Demands for a drastic reduction in new housebuilding numbers being considered for the Chichester district’s southern area were made at a public meeting.
Dire warnings were given about the prospect of a dramatic impact not only on the historic city and its surroundings, but on Goodwood’s airfield and motor circuit, with the danger of development stretching right across these up to the boundary of the National Park in the future.
The meeting was organised by the city council for local people to give their views on possible housing numbers and locations put forward by the district council for public consultation.
And options for numbers ranging from 305 to 415 new homes a year came under fire, with some speakers calling for no more than 200.
The meeting approved a resolution expressing ‘extreme concern’ at the approach adopted by the district council during the consultation period, declaring it reflected a ‘deficit of democratic engagement.’
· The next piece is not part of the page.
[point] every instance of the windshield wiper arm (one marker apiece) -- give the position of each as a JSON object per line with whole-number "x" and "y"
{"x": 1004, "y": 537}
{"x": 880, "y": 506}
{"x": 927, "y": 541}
This was moved by Richard Cole, chairman of the Chichester Residents’ Associations Co-ordinating Group, who said the consultation process had been lamentable. He claimed 200 a year was the best figure for new homes, allowing development to be absorbed in a sensible way and dispersed.
Alan Rees, representing the Goodwood estate, said the 1,100 homes suggested as a possible option for land to the north east of the city would have a significant impact on the historic environment if they went ahead and would create a precedent for unchecked outward expansion unless a different strategy was adopted.
The future of the motor circuit and airfield could not be guaranteed if this land was developed, and their operations would continue to be questioned; if these uses ceased, there would be nothing to stop development over the circuit and airfield right up to the National Park boundary.
Unchecked development could result in Chichester becoming an ‘undistinguished, anywhere place,’ said Mr Rees.
Chris Cousins, representing Parklands Residents’ Association, said the whole approach and strategy of the district was wrong. “There seems to be a fallacy that a big housing number is what you need to support economic growth,” he added. The numbers being suggested were far too high, and 200 homes a year should be the absolute maximum.
“If we had a lower number, none of the locations suggested in the consultation document would be needed,” said Mr Cousins. Brian Wood, vice-chairman of Tangmere Parish Council, strongly opposed the option of major development there. “I don’t think Tangmere could survive if it had 1,500 new houses,” he declared.
Chris Lindsey, chairman of East Broyle Residents’ Association, said: “This is a small city, and must remain a small city, to retain its character. Putting more and more houses into the city is not going to be workable.”